Management of operations

Ms Klesman said that Caroz usually receives an order from the customer’s input system. Caroz then takes care of the rest, integrating multiple systems and interfacing with the transport and customs departments of the customer, who may give their own customers access to the Caroz system. Efficient order management requires getting a grip on your process. For example, the order may specify a cargo – and paperwork – ready date, but Caroz checks a week in advance that this will be respected.

Looking northwest on 8 July 2019 from the station building at Małaszewicze Południowe, whose nearly 6 km of tracks are being rebuilt. Photo © Trakcja Group

Sophisticated IT and transparency is important, Mr Claessens said, but you still have manage the transport. He said that just selling IT is no good without providing someone to call who knows and understands you and the processes. Caroz sends the customer messages allowing management by exception. Caroz experts on all modes are in one room. For customs, Caroz has its own people and a “strategic agent” for complex cases.
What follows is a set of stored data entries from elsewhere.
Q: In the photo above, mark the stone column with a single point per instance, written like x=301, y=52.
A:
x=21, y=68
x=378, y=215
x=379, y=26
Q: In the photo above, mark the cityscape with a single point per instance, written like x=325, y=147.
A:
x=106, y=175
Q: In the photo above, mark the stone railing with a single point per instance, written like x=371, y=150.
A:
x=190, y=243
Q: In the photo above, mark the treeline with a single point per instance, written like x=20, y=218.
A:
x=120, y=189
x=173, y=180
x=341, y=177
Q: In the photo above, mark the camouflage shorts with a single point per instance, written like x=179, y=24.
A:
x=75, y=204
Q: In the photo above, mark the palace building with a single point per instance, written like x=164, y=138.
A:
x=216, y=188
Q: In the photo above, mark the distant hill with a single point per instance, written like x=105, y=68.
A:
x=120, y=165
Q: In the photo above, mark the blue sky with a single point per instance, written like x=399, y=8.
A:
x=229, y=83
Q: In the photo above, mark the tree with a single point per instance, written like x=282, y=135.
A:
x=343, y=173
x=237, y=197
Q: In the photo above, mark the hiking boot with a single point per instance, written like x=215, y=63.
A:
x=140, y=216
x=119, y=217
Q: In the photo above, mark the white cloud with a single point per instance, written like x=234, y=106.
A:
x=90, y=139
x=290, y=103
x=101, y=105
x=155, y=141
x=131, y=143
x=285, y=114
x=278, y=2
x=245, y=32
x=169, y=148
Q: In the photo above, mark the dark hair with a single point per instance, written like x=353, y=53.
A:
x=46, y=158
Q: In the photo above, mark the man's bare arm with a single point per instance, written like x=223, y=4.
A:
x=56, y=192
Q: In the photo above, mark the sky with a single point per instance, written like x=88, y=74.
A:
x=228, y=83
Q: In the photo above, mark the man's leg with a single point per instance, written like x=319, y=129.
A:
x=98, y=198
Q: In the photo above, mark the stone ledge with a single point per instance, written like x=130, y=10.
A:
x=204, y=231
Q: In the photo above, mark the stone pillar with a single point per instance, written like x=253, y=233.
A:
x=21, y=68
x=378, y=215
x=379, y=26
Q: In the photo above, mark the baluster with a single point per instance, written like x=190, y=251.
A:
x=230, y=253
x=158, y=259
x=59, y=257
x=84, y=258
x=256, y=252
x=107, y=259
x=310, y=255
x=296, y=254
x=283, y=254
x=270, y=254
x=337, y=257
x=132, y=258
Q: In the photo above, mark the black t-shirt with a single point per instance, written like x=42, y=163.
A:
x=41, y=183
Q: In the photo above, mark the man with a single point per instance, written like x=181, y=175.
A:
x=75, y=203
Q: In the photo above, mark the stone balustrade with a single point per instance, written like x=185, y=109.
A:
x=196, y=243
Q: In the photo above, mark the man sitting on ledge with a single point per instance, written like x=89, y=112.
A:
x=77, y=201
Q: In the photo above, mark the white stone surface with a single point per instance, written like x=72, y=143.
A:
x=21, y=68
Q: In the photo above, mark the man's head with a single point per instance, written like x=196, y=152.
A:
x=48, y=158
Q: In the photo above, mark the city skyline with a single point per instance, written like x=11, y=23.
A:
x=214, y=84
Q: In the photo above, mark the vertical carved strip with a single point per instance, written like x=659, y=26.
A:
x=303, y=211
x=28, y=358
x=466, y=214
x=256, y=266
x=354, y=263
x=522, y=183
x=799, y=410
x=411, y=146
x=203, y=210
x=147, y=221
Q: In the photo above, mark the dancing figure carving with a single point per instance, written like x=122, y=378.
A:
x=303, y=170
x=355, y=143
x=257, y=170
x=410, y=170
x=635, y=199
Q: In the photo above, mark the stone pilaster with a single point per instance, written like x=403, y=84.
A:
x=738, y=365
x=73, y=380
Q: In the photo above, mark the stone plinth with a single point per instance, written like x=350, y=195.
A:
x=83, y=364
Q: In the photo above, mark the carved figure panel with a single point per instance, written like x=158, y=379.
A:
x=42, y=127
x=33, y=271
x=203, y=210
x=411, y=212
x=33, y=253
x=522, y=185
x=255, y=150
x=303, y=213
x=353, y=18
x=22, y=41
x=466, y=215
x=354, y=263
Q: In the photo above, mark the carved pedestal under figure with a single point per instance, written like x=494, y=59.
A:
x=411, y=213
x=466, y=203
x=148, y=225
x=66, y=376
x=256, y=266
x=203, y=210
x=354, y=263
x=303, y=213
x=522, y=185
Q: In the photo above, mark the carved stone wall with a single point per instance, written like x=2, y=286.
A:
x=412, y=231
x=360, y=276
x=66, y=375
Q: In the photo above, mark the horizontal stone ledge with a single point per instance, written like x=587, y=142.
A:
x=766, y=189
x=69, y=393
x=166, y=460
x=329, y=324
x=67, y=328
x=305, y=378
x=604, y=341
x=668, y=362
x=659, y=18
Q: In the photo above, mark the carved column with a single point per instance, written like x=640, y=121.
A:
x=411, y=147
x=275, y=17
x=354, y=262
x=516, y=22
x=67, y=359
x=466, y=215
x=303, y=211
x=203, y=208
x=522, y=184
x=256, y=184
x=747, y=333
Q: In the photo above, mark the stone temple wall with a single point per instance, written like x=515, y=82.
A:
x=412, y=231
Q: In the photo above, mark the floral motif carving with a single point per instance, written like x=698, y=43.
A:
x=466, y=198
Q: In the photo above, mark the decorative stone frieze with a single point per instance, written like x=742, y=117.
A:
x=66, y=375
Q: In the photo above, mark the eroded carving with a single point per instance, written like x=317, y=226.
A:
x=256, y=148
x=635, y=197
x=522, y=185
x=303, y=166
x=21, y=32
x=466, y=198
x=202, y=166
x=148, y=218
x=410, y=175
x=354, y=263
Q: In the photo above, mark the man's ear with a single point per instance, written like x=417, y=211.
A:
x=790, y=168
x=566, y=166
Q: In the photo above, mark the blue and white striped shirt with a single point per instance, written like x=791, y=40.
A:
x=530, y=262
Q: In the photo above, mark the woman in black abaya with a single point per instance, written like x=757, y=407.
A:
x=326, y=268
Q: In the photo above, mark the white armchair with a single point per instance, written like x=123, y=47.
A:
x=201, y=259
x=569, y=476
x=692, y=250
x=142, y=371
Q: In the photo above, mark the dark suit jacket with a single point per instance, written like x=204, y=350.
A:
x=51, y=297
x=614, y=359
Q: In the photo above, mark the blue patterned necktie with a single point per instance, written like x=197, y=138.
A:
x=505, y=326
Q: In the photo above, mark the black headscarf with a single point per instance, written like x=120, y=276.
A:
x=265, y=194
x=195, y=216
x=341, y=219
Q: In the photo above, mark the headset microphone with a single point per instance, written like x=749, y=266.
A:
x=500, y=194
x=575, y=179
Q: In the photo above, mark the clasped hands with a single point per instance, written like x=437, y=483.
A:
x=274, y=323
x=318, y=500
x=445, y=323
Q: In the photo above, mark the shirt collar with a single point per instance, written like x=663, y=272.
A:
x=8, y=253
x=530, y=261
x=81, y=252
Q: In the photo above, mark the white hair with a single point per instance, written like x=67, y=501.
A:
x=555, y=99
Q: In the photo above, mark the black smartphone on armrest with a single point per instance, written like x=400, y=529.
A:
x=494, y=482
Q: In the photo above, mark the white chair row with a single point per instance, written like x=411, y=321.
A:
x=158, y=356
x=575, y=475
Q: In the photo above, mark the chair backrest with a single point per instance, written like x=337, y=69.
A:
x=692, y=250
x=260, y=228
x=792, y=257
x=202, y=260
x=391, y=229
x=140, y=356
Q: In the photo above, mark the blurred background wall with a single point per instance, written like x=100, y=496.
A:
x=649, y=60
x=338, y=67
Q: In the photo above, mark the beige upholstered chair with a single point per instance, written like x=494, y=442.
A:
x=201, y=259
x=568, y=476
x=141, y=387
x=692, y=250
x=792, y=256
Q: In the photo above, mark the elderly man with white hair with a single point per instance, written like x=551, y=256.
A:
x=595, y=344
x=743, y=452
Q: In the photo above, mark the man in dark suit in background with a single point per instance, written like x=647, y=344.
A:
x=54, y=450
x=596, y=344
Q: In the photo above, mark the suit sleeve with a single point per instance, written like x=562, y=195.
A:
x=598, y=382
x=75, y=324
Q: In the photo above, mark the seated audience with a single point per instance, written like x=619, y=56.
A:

Caroz does not let customers manage their own operations using the Caroz software, Mr Claessens said, but this could change. Caroz is not involved in parcels transport, as the market is controlled by big players, but is considering selling its software to customers in the parcels segment.

Performance evaluation

Besides managing operations for a client, Ms Klesman said, Caroz also provides information for performance evaluation and decision-making. A customer gets key performance indicators (KPIs) concerning finance, volume and performance, and can drill down to port, customer, pickup and delivery address, and transport provider. Caroz measures port-to-port and door-to-door transit time and reliability and provides details on exceptions.

Planning and objectives

Caroz helps customer prepare their detailed transport budget for next year and a road map for continuous improvement. The company wants to introduce artificial intelligence and predictive analysis.
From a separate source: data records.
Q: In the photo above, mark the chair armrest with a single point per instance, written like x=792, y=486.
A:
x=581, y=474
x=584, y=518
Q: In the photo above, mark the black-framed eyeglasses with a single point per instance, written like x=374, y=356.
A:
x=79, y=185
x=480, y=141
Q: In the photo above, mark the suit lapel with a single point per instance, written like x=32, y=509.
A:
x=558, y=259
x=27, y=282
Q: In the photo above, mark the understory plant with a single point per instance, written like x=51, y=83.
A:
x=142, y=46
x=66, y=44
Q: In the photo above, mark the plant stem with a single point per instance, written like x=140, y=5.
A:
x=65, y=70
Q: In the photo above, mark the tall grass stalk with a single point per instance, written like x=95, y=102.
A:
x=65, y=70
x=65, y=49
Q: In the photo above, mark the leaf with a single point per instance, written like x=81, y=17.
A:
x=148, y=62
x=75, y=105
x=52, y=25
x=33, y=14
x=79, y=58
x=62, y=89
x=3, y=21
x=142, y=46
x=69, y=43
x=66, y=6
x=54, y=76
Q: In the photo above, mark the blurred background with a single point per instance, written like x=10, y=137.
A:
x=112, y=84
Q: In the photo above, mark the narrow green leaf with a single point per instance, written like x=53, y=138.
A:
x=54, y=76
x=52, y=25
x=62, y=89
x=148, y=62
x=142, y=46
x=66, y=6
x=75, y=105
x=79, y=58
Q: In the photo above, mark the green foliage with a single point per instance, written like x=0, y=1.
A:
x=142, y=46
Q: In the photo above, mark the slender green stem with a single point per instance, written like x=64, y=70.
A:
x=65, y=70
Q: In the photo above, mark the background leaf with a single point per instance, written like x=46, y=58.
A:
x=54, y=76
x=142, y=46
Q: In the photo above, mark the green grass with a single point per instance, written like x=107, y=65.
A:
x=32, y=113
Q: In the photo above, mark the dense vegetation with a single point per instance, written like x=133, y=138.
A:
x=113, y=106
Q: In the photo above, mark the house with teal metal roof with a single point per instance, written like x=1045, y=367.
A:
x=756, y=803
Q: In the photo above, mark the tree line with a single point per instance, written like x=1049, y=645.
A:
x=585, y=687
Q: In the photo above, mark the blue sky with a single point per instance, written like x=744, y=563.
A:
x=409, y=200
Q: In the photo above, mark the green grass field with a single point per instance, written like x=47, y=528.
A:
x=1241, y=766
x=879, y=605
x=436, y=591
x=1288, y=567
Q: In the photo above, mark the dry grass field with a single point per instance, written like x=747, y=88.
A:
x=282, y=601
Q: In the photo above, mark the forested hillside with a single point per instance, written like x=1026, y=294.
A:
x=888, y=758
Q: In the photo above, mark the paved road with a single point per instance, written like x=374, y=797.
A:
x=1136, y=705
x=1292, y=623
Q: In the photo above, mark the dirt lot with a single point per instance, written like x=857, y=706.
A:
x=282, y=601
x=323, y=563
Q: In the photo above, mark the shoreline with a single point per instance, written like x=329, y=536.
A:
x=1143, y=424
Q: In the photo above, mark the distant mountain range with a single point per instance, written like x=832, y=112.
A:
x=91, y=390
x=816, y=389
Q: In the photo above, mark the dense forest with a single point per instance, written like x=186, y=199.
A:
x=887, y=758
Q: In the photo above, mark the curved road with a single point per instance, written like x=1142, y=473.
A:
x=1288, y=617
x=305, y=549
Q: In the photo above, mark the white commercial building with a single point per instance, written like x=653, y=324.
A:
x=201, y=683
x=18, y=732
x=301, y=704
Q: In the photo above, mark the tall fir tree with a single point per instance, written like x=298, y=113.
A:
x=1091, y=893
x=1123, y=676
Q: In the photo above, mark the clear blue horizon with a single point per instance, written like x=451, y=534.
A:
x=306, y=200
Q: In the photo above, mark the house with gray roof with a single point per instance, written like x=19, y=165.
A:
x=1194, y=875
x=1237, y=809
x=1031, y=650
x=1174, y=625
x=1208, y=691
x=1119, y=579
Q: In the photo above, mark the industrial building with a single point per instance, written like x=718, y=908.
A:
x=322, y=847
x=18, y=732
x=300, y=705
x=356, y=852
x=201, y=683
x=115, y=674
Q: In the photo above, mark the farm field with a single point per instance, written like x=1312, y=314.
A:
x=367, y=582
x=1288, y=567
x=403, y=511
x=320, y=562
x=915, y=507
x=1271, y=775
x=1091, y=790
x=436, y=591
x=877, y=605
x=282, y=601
Smaller and thus more agile

An attendee asked about the difference between Caroz and larger actors such as DB Schenker, Kuhn & Nagel and C.H. Robinson, which offer the same services. Mr Claessens said that Caroz is more agile because the company is smaller, and its customers tend to be smaller as well.

Caroz and Nunner

Mr Claessens said that Caroz is a niche player, which carries both advantages and risks. Big companies can be nervous about dealing with niche players. This is one reason Caroz joined the Nunner group in 2019.

Mr Claessens called Caroz fully independent. In its recommendations to customers, it does not favour Nunner. This preserves the credibility of Caroz as a neutral advisor. Big companies have they own control towers, so Caroz seeks mid-sized customers. Such customers are more comfortable with mid-sized Caroz+Nunner than they were with small Caroz. The larger Nunner group provides backup that lets Caroz react faster.

For Silk Road services, Mr Claessen said that Nunner’s rail solution “marries” with the infrastructure of Caroz in China. Erik Groot Wassink is Nunner’s rail specialist, Mr Claessen said, so he had no specific comments on rail. He had just been in Shanghai with Mr Wassink.